What I use as frog DNA:

  • My knowledge of the customer or user of the end product.
  • Existing research from another similar field.
  • Existing research from a very different field that aligns with this project.
  • What we know about humans from the fields of psychology, sociology, and neuroscience.
  • What I know about myself and those closest to me.

Applying Improvisation

When I am improvising a scene in front of an audience, I must play characters as close to the reality that we have created so far in the show.  But when I do not know a character would do, I try to envision a version of myself or someone close to me in a situation where I might this choice might be a reality.

I am realistic about myself and how imperfect I am in the right circumstances, so I can usually come up with a scenario that would cause me to act boldly enough in a given scenario to match my character. If not, I try to do the same work with someone that I know that is different from myself but similar to the character.

High Velocity Decision Making

Why would I want to use frog DNA instead of just waiting for the remainder of the information?
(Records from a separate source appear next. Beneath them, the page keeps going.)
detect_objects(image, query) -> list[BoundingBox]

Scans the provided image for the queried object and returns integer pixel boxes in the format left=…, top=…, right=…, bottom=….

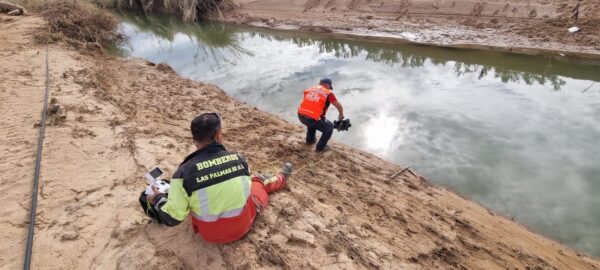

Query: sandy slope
left=0, top=15, right=600, bottom=269
left=223, top=0, right=600, bottom=59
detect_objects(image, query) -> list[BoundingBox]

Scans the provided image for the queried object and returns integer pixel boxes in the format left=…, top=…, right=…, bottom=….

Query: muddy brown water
left=120, top=14, right=600, bottom=257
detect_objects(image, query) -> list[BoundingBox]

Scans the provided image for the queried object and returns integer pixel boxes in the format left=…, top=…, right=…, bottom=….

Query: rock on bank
left=0, top=15, right=600, bottom=269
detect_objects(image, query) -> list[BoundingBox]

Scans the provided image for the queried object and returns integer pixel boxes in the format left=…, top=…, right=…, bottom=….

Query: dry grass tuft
left=106, top=0, right=236, bottom=21
left=36, top=1, right=123, bottom=49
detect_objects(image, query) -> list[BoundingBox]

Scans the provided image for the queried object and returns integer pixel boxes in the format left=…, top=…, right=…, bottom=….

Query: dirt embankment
left=216, top=0, right=600, bottom=60
left=0, top=10, right=600, bottom=269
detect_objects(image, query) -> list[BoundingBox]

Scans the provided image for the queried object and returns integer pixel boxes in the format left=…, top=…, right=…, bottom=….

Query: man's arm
left=331, top=100, right=344, bottom=119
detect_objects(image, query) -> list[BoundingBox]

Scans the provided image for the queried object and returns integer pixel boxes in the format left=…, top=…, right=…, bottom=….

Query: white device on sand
left=144, top=167, right=169, bottom=195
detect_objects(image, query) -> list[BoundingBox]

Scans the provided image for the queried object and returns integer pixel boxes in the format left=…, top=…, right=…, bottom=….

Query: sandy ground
left=0, top=15, right=600, bottom=269
left=216, top=0, right=600, bottom=60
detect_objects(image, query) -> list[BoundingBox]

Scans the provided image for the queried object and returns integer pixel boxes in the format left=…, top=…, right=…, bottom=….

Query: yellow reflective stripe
left=192, top=176, right=252, bottom=221
left=160, top=179, right=190, bottom=221
left=263, top=175, right=279, bottom=185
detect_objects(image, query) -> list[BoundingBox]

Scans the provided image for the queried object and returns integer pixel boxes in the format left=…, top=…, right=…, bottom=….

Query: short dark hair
left=191, top=113, right=221, bottom=142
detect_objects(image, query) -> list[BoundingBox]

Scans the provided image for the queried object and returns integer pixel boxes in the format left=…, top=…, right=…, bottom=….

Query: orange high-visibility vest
left=298, top=85, right=331, bottom=121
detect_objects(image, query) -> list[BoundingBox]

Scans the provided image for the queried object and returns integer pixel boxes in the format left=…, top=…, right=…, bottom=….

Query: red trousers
left=192, top=173, right=286, bottom=244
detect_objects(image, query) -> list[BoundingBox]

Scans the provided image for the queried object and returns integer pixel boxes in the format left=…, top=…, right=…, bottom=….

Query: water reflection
left=118, top=14, right=600, bottom=255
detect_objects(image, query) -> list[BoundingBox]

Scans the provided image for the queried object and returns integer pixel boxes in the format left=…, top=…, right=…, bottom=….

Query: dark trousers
left=298, top=114, right=333, bottom=151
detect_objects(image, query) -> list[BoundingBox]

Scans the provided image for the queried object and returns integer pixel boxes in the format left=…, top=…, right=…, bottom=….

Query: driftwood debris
left=0, top=1, right=27, bottom=16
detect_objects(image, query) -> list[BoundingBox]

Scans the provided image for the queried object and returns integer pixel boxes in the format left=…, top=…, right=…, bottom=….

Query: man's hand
left=331, top=101, right=344, bottom=120
left=146, top=185, right=160, bottom=205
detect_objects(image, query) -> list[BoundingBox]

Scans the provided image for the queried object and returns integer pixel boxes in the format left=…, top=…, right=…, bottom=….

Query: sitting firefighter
left=140, top=113, right=292, bottom=244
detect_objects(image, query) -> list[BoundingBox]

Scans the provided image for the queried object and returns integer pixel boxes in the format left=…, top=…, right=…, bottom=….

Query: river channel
left=120, top=14, right=600, bottom=257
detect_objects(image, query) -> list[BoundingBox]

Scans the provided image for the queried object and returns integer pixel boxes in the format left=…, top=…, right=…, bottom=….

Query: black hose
left=23, top=19, right=50, bottom=270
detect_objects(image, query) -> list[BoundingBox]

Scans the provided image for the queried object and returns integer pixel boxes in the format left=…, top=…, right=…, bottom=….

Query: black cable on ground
left=23, top=9, right=50, bottom=270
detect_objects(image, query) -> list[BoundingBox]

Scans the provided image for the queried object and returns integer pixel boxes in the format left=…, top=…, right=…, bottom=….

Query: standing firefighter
left=298, top=78, right=344, bottom=151
left=140, top=113, right=292, bottom=244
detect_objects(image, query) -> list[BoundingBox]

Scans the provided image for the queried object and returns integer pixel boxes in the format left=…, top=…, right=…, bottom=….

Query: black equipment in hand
left=333, top=119, right=352, bottom=131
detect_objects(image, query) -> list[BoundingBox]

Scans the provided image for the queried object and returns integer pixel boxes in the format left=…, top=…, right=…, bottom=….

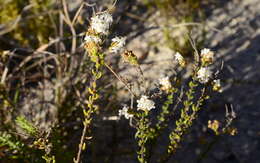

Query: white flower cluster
left=118, top=106, right=134, bottom=119
left=197, top=67, right=212, bottom=84
left=213, top=79, right=223, bottom=93
left=110, top=37, right=126, bottom=53
left=159, top=76, right=172, bottom=90
left=175, top=52, right=186, bottom=67
left=84, top=35, right=102, bottom=44
left=200, top=48, right=214, bottom=64
left=137, top=95, right=155, bottom=111
left=91, top=12, right=113, bottom=35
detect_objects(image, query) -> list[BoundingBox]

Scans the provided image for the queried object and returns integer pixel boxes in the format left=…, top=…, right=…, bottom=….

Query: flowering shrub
left=0, top=0, right=237, bottom=163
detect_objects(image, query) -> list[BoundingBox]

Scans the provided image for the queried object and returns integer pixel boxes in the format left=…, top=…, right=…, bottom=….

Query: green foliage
left=0, top=132, right=24, bottom=151
left=15, top=116, right=39, bottom=136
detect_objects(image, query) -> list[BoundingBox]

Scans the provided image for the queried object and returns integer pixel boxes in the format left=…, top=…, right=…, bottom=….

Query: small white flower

Why take the risk in order to get moving? Jeff Bezos of Amazon.com recently filled in a great explanation for me in his annual letter to shareholders:

“Most decisions should probably be made with somewhere around 70% of the information you wish you had,” Amazon CEO Jeff Bezos said in his annual letter to shareholders, released Wednesday. “If you wait for 90%, in most cases, you’re probably being slow.”  One of the tenets of the Day 1 mentality is to make faster decisions, he said. But it’s not just about speed. Anyone can pick things fast willy-nilly. You have to somehow make high-quality, high-velocity decisions,” Bezos wrote. “Easy for start-ups and very challenging for large organizations.” -Jeff Bezos

In improvisation we defer judgment, accept the ideas presented, and play them out to the best of our abilities. Working with improvisation allows us to make the types of high-velocity decisions that Mr. Bezos speaks of.
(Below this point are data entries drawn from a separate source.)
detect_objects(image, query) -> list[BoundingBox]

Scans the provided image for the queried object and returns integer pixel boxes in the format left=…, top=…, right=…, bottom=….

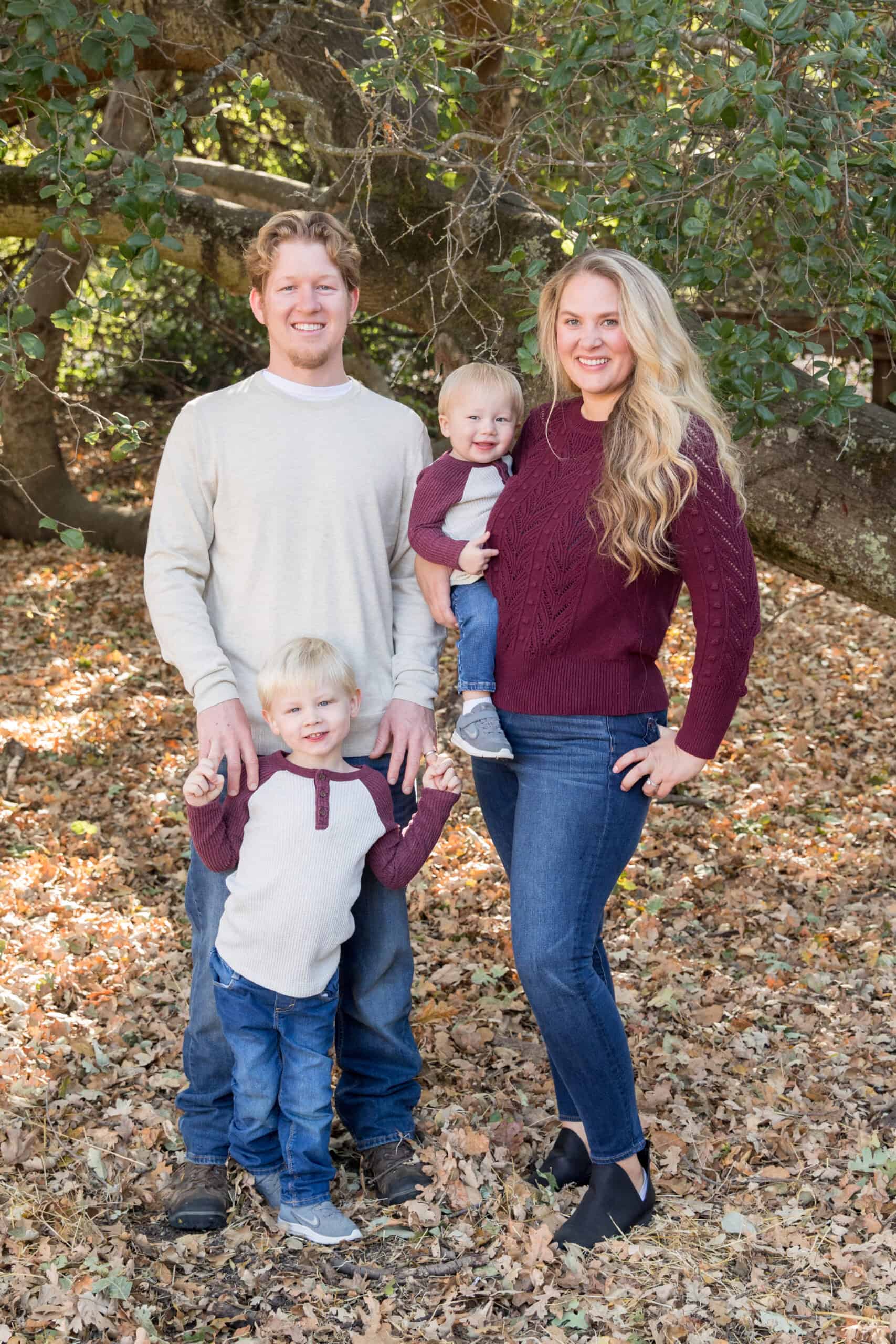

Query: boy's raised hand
left=423, top=754, right=461, bottom=793
left=184, top=757, right=224, bottom=808
left=457, top=532, right=498, bottom=574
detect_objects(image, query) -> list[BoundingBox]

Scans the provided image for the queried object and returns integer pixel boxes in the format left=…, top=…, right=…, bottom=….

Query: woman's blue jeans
left=209, top=949, right=339, bottom=1208
left=473, top=711, right=666, bottom=1162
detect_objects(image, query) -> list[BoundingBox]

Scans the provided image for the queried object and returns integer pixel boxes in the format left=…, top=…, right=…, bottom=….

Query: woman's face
left=557, top=273, right=634, bottom=419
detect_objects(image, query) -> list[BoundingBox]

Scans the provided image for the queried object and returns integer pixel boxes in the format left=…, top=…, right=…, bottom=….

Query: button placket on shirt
left=314, top=770, right=329, bottom=831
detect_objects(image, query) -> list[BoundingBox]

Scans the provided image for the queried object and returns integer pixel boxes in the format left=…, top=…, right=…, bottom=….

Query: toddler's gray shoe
left=255, top=1172, right=279, bottom=1211
left=451, top=700, right=513, bottom=761
left=277, top=1199, right=361, bottom=1246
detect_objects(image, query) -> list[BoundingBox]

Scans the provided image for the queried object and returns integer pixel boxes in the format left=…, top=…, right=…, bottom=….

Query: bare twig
left=326, top=1254, right=490, bottom=1284
left=759, top=583, right=827, bottom=634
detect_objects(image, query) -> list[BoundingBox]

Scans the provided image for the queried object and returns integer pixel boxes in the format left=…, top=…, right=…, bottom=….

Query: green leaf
left=9, top=304, right=35, bottom=332
left=693, top=89, right=732, bottom=127
left=767, top=108, right=787, bottom=149
left=19, top=332, right=44, bottom=359
left=774, top=0, right=807, bottom=29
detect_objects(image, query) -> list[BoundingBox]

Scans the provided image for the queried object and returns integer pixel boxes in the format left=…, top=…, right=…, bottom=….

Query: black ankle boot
left=526, top=1128, right=591, bottom=1190
left=553, top=1144, right=657, bottom=1250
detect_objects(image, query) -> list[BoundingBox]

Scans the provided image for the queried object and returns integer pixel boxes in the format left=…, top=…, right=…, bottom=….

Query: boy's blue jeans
left=209, top=949, right=339, bottom=1208
left=451, top=579, right=498, bottom=692
left=473, top=710, right=666, bottom=1162
left=177, top=757, right=420, bottom=1167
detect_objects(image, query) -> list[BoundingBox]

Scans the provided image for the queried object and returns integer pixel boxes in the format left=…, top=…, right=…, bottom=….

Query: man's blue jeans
left=177, top=757, right=420, bottom=1167
left=451, top=579, right=498, bottom=691
left=211, top=951, right=339, bottom=1208
left=473, top=711, right=666, bottom=1162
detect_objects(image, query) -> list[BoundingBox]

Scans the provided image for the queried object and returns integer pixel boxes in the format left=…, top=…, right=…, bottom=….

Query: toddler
left=184, top=638, right=461, bottom=1246
left=407, top=364, right=524, bottom=761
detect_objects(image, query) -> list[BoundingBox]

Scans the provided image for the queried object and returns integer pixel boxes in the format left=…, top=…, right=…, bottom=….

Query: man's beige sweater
left=145, top=374, right=440, bottom=755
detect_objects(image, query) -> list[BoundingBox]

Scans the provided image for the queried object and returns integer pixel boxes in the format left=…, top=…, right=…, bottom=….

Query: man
left=145, top=209, right=440, bottom=1228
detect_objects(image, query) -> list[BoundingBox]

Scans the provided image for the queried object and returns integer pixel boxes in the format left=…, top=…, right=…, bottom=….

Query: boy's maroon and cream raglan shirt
left=187, top=751, right=458, bottom=999
left=407, top=453, right=513, bottom=587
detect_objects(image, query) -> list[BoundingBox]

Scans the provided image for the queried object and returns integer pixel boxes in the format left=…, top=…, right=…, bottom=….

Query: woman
left=418, top=251, right=759, bottom=1247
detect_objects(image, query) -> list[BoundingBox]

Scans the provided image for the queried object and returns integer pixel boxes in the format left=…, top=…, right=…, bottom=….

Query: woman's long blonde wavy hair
left=539, top=249, right=744, bottom=583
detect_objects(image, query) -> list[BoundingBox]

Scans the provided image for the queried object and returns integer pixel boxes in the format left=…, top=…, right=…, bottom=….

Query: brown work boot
left=163, top=1162, right=231, bottom=1233
left=361, top=1138, right=433, bottom=1204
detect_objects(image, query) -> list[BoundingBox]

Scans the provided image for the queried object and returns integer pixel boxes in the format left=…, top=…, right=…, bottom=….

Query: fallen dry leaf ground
left=0, top=543, right=896, bottom=1344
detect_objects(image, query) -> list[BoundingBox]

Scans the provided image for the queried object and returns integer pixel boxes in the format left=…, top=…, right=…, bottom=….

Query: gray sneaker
left=255, top=1172, right=279, bottom=1210
left=451, top=700, right=513, bottom=761
left=277, top=1199, right=361, bottom=1246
Third, use the phrase “disagree and commit.” This phrase will save a lot of time. If you have conviction on a particular direction even though there’s no consensus, it’s helpful to say, “Look, I know we disagree on this but will you gamble with me on it? Disagree and commit?” By the time you’re at this point, no one can know the answer for sure, and you’ll probably get a quick yes. – Jeff Bezos

Beginning improvisers disagree and commit so often that they eventually start skipping the part where they disagree (the judgment) and jump straight to the commit (yes, and.)
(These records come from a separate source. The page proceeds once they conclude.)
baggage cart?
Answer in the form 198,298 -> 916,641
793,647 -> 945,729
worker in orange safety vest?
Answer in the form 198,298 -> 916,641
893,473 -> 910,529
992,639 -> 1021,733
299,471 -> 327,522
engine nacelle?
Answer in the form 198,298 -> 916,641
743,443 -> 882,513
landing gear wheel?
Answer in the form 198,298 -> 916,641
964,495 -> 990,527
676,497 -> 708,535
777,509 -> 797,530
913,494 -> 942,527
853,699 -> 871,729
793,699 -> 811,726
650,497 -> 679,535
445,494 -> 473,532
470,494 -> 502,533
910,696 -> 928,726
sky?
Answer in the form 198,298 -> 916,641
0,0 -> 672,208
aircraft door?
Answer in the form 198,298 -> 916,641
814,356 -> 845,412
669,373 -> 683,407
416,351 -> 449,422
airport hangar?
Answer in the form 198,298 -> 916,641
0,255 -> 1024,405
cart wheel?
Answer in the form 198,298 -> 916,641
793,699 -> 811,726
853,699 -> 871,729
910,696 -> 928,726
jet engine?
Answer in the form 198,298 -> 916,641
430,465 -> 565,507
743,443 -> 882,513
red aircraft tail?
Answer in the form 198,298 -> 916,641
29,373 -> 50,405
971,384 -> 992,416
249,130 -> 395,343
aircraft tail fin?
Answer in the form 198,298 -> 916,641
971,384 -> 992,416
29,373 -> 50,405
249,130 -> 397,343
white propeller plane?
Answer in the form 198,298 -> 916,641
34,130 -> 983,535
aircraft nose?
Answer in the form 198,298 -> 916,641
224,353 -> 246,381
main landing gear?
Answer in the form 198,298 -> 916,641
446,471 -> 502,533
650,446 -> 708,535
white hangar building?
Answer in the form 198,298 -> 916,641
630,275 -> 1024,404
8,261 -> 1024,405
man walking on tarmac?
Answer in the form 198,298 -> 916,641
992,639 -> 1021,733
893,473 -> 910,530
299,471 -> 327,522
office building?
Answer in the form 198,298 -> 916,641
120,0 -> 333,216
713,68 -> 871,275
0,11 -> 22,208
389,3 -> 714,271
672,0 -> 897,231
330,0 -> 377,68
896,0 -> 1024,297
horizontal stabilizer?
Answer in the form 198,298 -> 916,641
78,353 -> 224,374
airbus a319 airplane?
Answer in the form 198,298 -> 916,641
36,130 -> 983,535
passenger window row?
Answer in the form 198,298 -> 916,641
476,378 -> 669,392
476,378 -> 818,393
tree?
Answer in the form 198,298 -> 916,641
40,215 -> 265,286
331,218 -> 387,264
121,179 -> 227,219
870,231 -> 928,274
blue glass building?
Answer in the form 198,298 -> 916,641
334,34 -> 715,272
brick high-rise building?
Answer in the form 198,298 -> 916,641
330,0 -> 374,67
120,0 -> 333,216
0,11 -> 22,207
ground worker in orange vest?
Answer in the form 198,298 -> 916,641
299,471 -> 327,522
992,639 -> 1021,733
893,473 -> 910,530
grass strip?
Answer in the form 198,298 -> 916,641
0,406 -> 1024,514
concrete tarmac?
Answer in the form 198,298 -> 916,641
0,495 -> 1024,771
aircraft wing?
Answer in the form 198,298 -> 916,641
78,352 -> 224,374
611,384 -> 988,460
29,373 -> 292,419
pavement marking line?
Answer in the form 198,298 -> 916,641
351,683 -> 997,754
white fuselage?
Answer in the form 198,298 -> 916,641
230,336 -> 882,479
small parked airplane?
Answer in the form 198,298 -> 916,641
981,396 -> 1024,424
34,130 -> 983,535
So what happens in improv when something we do doesn’t work well right away because of the frog DNA that we use? We course correct and refine. We add in additional data that we learned along the way and use it to make the overall story better and stronger. This is all done without ever pointing at someone and saying “that is a bad idea!”

The steps for using frog DNA

  1. Get as close as you can to the 70% mark on the data that you need.
  2. Examine the gaps in your data and define what you are missing as clearly as possible.
  3. Fill in those gaps with frog DNA. Whatever you have, and as close as you can get to the original source.
  4. Run the strategy as if it were a reality and look for logic issues.
  5. Jump back to #3 again and continue with other frog DNA until the strategy is as stable as possible.
  6. When stable, run the strategy.
  7. Be prepared to course correct, and course correct, and course-correct again.

In conclusion

So what are some high-velocity decisions you made and what was your frog DNA? What decisions that you have been sitting on because you want all the facts first, but you are realizing you might never have in time?